Union Investment veräußert im Zuge der strategischen Portfolioverjüngung ein Bürohaus am Münchner Prinzregentenplatz an Conren Land.
Union Investment hat den Verkauf der Büroimmobilie am Prinzregentenplatz 7–9 in München vertraglich vereinbart. Käufer ist eine von Conren Land verwaltete Gesellschaft. Der Übergang von Nutzen und Lasten ist für Ende Juni 2026 vorgesehen.
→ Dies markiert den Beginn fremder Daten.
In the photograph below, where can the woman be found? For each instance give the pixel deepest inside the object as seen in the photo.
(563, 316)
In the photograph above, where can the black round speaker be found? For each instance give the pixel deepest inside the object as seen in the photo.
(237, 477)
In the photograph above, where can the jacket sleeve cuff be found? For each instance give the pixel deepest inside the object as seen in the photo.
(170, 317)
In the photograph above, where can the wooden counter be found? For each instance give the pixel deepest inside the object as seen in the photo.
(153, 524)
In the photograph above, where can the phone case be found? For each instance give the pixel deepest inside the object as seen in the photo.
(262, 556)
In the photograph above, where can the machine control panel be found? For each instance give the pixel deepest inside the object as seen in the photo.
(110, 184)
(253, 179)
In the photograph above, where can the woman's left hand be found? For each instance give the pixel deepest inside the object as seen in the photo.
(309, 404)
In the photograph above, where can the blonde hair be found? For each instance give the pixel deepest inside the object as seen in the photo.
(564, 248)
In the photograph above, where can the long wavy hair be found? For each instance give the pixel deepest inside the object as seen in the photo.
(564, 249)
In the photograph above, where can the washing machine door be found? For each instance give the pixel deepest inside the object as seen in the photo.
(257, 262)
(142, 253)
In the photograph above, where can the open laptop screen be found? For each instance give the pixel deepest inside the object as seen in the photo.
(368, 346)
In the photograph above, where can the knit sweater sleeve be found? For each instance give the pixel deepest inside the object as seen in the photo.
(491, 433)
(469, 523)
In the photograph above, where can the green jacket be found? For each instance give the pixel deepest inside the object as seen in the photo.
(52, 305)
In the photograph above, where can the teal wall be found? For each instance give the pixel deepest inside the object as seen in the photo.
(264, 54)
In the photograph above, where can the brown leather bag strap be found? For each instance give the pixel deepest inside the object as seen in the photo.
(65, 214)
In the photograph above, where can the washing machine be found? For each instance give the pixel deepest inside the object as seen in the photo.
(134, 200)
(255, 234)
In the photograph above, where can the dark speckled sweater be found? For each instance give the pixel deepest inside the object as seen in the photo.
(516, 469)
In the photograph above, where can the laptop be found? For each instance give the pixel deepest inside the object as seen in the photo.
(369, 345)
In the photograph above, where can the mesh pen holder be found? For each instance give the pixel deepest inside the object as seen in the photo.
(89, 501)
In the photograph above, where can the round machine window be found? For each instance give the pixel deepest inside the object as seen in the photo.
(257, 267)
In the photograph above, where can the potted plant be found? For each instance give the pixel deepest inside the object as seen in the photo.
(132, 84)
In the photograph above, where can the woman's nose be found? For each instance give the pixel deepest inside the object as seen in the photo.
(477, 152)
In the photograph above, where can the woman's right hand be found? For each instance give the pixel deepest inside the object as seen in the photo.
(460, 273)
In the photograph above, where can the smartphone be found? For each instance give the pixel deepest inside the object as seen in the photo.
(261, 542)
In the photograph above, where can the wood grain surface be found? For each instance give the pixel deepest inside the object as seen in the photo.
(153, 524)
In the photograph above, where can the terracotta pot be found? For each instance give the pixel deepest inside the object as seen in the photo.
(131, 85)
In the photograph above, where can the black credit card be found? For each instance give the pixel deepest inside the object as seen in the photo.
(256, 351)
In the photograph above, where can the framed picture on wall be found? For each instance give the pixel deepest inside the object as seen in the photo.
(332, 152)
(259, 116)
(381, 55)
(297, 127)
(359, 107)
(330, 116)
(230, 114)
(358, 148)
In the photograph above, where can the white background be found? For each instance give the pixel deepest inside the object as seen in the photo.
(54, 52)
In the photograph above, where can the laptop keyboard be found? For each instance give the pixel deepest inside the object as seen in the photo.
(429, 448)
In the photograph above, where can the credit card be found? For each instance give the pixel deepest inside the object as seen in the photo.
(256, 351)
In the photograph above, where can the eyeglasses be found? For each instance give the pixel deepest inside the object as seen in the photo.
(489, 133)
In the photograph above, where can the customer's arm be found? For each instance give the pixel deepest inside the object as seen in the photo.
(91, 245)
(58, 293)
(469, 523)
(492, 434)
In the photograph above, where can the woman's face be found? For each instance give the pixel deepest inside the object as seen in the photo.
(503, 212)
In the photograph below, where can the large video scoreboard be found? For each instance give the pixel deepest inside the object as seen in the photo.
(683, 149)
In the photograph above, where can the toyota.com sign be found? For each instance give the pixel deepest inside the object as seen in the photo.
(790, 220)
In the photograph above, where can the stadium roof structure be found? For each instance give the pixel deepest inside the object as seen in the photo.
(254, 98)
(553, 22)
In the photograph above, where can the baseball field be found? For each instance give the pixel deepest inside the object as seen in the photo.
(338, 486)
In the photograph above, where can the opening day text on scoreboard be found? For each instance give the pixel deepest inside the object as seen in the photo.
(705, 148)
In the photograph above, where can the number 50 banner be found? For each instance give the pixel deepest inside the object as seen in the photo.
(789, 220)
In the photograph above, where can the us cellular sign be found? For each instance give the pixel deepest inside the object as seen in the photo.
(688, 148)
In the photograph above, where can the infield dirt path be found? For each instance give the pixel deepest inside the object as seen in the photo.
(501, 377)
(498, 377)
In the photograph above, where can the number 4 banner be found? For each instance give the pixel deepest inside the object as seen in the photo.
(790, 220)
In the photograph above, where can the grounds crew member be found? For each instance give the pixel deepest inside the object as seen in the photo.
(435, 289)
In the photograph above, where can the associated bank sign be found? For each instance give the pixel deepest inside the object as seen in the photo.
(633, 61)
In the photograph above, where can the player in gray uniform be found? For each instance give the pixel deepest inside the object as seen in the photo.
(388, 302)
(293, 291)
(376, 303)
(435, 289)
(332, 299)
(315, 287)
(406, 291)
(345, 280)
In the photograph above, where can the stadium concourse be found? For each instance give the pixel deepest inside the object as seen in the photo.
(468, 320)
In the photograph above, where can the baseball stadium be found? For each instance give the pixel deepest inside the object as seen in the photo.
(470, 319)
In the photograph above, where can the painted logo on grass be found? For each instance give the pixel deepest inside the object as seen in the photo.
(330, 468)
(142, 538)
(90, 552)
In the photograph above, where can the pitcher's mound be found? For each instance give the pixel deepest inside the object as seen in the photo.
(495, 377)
Über den Kaufpreis wurde Stillschweigen vereinbart – Unternehmensangeben zufolge liegt er „über dem zuletzt ermittelten Sachverständigenwert“, Thomas Daily beziffert die Transaktionssumme auf über 167 Millionen Euro.
Die Immobilie im Stadtteil Bogenhausen umfasst rund 21.300 Quadratmeter Mietfläche, ist DGNB-Silber-zertifiziert und wurde 2011/2012 kernsaniert. Union Investment hatte das Objekt 2011 für den Offenen Immobilienfonds UniImmo: Deutschland erworben.
Alejandro Obermeyer, Leiter Investment Management DACH bei Union Investment, erläutert: „Der Verkauf ist ein gutes Beispiel für unseren aktiven Asset-Management-Ansatz: Nachdem sich unser Single Tenant GSK (...) im Haus Nr.9 verkleinert hat, haben wir das Gebäude zur einer attraktiven und funktionalen Multi-Tenant-Immobilie umgebaut (...) Durch die Vermietung an den bayrischen Staatsbetrieb konnten per April 2026 wieder eine Vollvermietung hergestellt und somit die Voraussetzungen für einen erfolgreichen Verkauf in einem nach wie vor schwierigem Marktumfeld geschaffen werden.“
Portfoliostrategie: Verjüngung und Diversifikation
Der Verkauf erfolgt im Rahmen der strategischen Portfoliosteuerung des Fonds. Ziel ist es, die Gewichtung der Metropolregion München zu reduzieren und gleichzeitig das Portfolio zu verjüngen.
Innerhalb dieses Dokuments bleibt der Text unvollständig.